Contests

Please include the link to your sandbox project page and set this to needs review.

Hello,

Here is a quick review :

• Rename your readme.txt into README.txt
• In all your files, take the $Id$ line off, this is not necessary anymore with Git
• In your .install file, there is some trailing whitespaces, and indent should be 2 spaces only, not 4
• In your .admin.inc file
• There is a lot of trailing whitespaces.
• Say which hook you're implementing (for example, when you use contests_settings_form(), say you're implementing hook_settings_form())
• Indents should be 2 spaces, not 4
• From line 148 to 163, you're using $_GET values without checking them. Please use check_plain() to sanitize them
• Same line 256, especially since you're using these values line 288 in a query. There is a high risk of SQL injection there
• Comment all your functions (contests_submissions_header())
• In your .compete.inc file, a lot of trailing whitespaces too, same for indent and comments (Implementation of hook_...)
• In your .module file
• Trailing whitespaces, indents, comments are right there.
• Line 146, you're using some non-sanitized variables, please check_plain() them, or this can lead to XSS attacks
• Same at line 175
• Same in your contests_load($node) function

I haven't checked your .js file.

You should get your module through the Coder module, it will help you to find trailing whitespaces, and fix your indents problems.

But mostly, you MUST fix your SQL injections and XSS attacks risks. Absolutely.

Otherwise, the module looks good, just talking about feature :).

Have a nice day!

@Ralt

* Say which hook you're implementing (for example, when you use
contests_settings_form(), say you're implementing hook_settings_form())

There is no such hook, that is just a form builder function.

- #default_value is already checked by FAPI. However, not sure why it's necessary at all to define the get values as default value, though.

- As long as placeholders are used, there is no need for additional sanitation of $_GET values. XSS protection should happen when something is displayed, not when it is stored.

Hello,

@Berdir : my bad! I guess I still need to learn, heh.

Then, the module just needs to get past the coder module to remove trailing whitespaces and fix indents problems, and it will be then good to go, I think.

Hi.

I have noticed that you didn't changed the readme.txt file name to README.txt

Also you should change the SQL Insert and Update statements (contest_insert and contest_update functions) by the drupal_write_record function: http://api.drupal.org/api/drupal/includes--common.inc/function/drupal_wr...

Kind regards.

Hi.

I'm getting this errors testing the Contest module:

warning: Missing argument 2 for variable_get() in contests.module on line 267

warning: Missing argument 2 for variable_get() in contests.admin.inc on line 36

Also I am trying to "Compete" a question but it doesn't work for me.
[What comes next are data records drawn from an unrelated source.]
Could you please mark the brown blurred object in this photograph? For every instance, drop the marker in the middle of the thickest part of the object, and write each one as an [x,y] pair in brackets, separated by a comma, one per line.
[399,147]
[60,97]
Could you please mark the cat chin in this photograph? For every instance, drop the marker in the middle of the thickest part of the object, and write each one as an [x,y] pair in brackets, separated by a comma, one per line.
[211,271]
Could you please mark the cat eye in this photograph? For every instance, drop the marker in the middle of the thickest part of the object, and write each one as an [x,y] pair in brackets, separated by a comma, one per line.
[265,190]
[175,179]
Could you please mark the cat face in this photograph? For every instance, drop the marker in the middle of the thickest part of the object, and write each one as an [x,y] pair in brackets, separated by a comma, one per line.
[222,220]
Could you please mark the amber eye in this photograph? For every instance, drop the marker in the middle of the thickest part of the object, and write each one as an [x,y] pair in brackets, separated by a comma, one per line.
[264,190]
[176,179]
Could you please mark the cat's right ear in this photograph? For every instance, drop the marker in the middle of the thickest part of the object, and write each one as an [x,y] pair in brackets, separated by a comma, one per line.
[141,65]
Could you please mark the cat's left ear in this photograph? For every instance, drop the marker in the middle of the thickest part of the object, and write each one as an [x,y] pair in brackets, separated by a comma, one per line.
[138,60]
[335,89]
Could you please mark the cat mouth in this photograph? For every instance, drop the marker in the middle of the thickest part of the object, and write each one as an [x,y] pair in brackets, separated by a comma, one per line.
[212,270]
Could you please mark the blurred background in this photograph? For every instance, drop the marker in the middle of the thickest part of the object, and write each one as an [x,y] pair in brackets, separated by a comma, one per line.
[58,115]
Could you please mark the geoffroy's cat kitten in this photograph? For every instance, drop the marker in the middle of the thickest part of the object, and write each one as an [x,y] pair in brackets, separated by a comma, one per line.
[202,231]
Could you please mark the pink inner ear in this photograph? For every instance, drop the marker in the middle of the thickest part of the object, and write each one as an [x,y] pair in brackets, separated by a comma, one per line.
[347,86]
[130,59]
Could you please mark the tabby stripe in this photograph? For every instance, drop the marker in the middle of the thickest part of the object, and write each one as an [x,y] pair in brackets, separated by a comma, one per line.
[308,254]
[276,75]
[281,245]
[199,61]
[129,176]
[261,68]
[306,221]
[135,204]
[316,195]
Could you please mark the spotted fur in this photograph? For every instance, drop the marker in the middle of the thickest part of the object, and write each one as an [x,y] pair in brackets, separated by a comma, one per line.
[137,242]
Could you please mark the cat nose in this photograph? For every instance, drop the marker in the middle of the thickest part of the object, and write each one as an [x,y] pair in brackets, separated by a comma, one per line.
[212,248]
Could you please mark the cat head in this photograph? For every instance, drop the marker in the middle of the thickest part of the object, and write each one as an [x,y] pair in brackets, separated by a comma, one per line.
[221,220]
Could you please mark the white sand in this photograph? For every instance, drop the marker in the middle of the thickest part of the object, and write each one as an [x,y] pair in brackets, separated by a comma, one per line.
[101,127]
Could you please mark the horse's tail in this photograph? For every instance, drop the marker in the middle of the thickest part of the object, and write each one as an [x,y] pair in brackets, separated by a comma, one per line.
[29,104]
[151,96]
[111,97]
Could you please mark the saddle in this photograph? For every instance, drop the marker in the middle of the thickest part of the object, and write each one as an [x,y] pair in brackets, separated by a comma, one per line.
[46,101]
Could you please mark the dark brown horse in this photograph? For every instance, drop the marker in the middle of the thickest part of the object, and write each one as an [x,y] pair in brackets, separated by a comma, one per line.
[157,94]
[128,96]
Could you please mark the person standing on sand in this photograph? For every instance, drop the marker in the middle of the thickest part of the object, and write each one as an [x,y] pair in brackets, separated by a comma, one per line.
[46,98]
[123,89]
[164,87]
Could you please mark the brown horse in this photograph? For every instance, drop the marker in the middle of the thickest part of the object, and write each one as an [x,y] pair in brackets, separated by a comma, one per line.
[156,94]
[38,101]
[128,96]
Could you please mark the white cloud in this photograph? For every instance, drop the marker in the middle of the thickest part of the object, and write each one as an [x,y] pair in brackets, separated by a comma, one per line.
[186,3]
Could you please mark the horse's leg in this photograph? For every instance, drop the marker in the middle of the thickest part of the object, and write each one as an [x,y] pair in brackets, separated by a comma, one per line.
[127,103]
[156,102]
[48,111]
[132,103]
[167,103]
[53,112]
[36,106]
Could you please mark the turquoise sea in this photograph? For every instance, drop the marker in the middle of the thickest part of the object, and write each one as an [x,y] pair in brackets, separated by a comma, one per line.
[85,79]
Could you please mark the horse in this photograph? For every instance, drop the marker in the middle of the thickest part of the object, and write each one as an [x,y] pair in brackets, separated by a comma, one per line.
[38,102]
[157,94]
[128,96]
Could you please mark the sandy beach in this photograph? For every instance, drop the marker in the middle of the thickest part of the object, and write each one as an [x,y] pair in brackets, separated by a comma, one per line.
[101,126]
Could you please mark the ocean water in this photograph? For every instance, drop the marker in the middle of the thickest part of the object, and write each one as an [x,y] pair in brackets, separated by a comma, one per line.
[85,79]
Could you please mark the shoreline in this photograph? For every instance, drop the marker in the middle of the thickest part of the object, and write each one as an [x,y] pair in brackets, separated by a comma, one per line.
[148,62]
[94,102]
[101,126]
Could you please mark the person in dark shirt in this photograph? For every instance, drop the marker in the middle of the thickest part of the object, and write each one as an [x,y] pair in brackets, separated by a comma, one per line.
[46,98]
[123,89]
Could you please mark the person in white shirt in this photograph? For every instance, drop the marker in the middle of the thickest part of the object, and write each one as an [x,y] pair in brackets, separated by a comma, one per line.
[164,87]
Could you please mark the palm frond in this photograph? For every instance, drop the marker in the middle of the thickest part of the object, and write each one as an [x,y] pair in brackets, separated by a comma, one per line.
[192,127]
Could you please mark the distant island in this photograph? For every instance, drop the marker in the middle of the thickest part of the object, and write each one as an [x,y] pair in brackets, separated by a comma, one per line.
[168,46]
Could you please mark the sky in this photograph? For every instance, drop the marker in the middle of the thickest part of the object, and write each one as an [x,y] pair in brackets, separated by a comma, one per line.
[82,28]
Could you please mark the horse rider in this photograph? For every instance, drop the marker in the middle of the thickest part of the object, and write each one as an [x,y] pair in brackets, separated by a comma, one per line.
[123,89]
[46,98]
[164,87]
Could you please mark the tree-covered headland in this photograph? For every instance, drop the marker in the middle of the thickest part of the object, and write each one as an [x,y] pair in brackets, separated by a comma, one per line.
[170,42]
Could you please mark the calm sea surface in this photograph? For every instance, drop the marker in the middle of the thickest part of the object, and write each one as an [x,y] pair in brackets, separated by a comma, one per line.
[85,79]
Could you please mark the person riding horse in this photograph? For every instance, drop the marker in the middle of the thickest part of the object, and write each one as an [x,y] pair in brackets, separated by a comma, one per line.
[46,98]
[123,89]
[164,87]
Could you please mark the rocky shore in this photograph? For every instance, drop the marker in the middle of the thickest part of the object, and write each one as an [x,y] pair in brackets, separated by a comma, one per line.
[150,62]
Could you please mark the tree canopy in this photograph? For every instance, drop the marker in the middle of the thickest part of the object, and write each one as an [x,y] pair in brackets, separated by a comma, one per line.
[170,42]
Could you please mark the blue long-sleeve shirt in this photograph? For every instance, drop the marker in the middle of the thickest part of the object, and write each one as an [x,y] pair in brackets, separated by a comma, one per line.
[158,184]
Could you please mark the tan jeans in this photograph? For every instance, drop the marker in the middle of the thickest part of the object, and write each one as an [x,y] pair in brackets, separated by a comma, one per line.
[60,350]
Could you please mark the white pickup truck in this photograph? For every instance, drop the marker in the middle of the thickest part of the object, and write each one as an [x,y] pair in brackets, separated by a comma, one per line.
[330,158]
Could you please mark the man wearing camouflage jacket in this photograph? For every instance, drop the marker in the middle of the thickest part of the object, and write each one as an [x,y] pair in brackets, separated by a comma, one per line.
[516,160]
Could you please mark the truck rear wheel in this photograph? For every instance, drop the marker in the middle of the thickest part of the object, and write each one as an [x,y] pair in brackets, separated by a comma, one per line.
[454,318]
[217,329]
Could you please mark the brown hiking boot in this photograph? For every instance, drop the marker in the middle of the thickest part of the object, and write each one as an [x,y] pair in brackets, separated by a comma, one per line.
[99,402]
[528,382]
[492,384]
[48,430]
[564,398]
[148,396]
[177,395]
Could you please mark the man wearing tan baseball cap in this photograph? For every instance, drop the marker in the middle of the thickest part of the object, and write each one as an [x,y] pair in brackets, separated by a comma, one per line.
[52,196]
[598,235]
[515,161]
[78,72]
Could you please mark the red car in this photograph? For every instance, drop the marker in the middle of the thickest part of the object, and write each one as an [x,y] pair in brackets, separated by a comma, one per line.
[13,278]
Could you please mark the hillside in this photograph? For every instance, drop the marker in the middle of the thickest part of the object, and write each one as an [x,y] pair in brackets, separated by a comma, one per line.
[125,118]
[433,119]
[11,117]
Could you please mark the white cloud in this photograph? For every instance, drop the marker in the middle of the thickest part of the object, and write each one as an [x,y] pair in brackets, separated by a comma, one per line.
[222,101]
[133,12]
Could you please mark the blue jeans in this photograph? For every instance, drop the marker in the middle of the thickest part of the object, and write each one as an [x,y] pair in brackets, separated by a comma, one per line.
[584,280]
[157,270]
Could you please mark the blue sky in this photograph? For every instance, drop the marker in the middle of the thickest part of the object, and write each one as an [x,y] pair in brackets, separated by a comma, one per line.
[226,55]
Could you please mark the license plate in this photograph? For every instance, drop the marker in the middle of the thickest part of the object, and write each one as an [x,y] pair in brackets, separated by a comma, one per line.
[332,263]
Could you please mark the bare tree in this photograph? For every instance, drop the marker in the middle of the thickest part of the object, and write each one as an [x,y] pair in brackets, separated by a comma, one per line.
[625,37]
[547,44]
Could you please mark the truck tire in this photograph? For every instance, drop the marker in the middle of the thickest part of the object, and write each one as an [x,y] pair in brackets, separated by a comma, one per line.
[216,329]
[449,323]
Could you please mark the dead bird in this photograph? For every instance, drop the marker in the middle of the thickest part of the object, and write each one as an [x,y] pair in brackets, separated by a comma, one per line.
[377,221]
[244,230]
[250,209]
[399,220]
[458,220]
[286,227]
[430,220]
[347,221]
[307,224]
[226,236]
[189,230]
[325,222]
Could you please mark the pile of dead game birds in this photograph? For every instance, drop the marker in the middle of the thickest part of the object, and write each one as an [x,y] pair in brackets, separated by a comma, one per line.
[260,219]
Please, be sure all the files ends with a blank new line.

Kind regards.

(Jumping in on what looks like an abandonded review process.)

In my opinion this project is ready to go. The submitter has made all the requested changes, and has met all of the requirements for inclusion. I've reviewed the code and in my opinion it's very good; higher quality and better documented than many other modules I've seen. Plus, it works -- it does what it says it does, and it's simple.

My only concern is that you could build something very similar to this using the webform module, so there's some duplicated functionality here. However, it's been two months since the submitter first posted this, so it seems to me it'd be quite unfair to come back and demand a justification for it at this stage. It's simpler and lighter weight than webform.

I say he's done. Changing status to reviewed and tested.

It looks to me like there are critical security issues here. You're doing a direct query of the node table, not doing a db_rewrite_sql() on it in case there are node access constraints, not checking to see if a node is disabled. And you're displaying the user-entered title without sanitizing it.

In contests_compete_form_submit() I see

$object->answer = $form_state['values']['answerbox'];

without any definition of $object. Is nobody running with errors being output? One of my favorite rants: http://randyfay.com/node/76

You don't put the version in the .info file. The packaging system puts that there.

It looks to me like all reviewers should have a look at http://drupal.org/writing-secure-code, since security issues are the most important reason for this whole process. And here we have a raw query of the node table and raw output of the results, without respecting permissions, node access, or anything else. Ooops.

Oops indeed. Mea culpa.

No activity in several months. Reopen and set the status to "needs review" if you are still pursuing this application.